There is also winter tomato relish, or what's known as "ketchup rouge," according the late Anita Stewart in her book "Anita Stewart's Canada."

It's a bona fide Canadian dish that in winter takes the summer's tomatoes, which have been frozen, and blends them together with onions, red peppers, celery and half-a-dozen spices like allspice and coriander.

Chutneys can be sweet, sour and spicy — sometimes all at once. They can also be used as ingredients to add more flavour to your main dish. (Andrew Coppolino/CBC)

Restaurants use them too

On the occasional restaurant menu, too, you might find the rare but delicious condiment piccalilli. Perhaps an Indian diminutive of the word "pickle," it's a small dice of pickled vegetables in a mustard and vinegar sauce.

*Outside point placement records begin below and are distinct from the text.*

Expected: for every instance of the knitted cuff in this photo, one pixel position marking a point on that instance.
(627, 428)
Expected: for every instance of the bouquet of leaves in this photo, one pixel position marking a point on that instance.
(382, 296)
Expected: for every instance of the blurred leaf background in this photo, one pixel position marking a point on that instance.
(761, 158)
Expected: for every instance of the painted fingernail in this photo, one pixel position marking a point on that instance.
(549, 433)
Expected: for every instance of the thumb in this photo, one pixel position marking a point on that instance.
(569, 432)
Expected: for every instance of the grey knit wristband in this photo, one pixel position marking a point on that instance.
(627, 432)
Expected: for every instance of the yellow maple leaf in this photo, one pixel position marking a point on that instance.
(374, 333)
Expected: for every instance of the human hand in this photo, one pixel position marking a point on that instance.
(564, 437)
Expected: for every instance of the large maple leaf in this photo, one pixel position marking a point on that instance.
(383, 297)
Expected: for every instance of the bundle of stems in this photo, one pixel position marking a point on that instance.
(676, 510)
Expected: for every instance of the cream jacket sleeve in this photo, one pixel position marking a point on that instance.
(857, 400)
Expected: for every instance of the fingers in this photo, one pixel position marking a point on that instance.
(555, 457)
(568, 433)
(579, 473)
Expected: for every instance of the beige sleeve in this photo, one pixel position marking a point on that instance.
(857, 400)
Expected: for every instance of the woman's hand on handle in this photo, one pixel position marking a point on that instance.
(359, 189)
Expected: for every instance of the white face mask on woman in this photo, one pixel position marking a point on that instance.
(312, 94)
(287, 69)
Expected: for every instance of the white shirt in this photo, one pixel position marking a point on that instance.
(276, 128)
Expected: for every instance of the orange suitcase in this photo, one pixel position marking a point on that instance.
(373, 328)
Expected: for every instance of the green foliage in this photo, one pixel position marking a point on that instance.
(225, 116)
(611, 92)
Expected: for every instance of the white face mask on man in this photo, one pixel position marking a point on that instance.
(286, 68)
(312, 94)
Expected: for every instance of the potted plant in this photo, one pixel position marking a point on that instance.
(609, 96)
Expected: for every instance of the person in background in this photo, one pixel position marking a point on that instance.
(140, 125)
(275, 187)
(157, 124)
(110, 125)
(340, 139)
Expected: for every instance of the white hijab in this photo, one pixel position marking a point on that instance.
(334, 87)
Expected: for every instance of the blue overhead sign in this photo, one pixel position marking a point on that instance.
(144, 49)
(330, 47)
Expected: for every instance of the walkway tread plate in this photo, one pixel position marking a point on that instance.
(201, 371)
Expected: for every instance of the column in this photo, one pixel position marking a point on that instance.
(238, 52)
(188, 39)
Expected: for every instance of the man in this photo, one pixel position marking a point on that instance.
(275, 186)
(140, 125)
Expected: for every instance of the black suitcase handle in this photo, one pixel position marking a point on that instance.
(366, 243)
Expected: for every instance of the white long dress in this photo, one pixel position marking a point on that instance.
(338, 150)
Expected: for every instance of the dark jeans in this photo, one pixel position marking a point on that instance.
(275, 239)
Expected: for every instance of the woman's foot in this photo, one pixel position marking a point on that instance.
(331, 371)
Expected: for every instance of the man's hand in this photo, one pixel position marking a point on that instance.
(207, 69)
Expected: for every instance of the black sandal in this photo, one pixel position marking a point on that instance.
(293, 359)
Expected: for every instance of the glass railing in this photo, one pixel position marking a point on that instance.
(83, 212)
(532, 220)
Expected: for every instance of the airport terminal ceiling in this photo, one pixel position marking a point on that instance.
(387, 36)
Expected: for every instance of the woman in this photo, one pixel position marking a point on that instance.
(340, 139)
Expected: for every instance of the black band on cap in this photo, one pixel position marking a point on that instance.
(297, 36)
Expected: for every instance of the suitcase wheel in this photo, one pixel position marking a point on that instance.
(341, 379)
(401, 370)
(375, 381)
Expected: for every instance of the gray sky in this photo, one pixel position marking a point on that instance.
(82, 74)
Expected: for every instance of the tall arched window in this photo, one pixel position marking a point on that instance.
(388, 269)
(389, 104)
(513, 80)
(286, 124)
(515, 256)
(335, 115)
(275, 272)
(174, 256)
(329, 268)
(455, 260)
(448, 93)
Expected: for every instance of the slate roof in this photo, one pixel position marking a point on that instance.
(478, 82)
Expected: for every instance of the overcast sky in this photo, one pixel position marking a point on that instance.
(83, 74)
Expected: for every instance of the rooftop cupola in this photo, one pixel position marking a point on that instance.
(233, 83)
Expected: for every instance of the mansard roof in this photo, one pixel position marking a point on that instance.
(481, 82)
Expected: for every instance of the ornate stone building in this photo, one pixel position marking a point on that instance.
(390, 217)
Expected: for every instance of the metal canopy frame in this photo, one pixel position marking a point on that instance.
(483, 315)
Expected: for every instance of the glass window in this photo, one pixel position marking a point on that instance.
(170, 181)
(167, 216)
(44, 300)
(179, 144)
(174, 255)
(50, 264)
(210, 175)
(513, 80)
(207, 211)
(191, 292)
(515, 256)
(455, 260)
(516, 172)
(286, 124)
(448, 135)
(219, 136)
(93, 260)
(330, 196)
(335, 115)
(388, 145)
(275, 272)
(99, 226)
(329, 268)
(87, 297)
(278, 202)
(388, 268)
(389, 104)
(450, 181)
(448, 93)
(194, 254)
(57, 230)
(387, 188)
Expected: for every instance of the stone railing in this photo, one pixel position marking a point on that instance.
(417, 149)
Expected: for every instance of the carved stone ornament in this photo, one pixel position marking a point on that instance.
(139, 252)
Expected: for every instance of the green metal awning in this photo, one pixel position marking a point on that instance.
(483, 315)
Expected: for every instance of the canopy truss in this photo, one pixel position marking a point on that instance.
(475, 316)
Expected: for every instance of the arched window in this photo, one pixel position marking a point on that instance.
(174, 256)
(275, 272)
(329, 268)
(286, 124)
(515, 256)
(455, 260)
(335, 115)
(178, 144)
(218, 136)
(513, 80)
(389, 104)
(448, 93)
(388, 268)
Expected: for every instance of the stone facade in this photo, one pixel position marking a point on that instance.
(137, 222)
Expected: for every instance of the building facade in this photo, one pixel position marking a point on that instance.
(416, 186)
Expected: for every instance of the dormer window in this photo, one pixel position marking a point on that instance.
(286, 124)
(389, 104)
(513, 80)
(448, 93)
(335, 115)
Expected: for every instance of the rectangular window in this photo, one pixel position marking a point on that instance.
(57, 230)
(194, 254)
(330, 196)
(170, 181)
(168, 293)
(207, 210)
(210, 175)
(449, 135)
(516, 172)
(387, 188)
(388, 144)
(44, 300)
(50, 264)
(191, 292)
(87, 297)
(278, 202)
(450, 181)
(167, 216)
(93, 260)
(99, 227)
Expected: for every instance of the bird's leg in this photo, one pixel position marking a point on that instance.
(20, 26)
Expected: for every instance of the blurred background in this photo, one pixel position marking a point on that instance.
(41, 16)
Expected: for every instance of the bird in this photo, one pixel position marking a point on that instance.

On the Fat Sparrow Group shelves, based in St. Jacobs, the piccalilli makes use of the garden's bounty. Vegetables like zucchini and green tomatoes are blended with fenugreek, coriander, cumin and turmeric, as well as sugar, salt and vinegar.

The combination of those spices and the likely Indian origin got me thinking about chutneys, that favourite world cuisine which is a source of many preserved vegetables, pickles and relishes.

In fact, that thick condiment that tops your stinky blue cheese on a charcuterie board could very well be an Indian-inspired chutney.

"Chutney is a Hindi word. Translated into English, it's like a relish. It can be made with spices like green coriander and mint plus tomatoes and onions. There are a lot of varieties of chutneys in our cuisine," said Ritesh Bhargava of Waterloo's Masala Bay Fine Indian Cuisine.

"It really gives you a kick."

Chutneys can be sweet, sour and spicy — sometimes all at once. Cucumber raita is another condiment-style dish that Bhargava can point to.

"There's also mixed pickles and green-chile pickle and mango pickle," Bhargava said.

Regardless of the cuisine, looking through the garden, or the farmers' market stalls, at this bountiful time of the year can provide inspiration.

Drop some red pepper jelly preserve into the mayonnaise for your grilled Monte Cristo, or add some pickled green beans to salade Nicoise, suggests Zehr.

"What we can do with preserves is not necessarily just open up the jar and use a spoon," he said.

"There's copious amounts of recipes out there to make entrees with them based on the bounty that you've preserved yourself."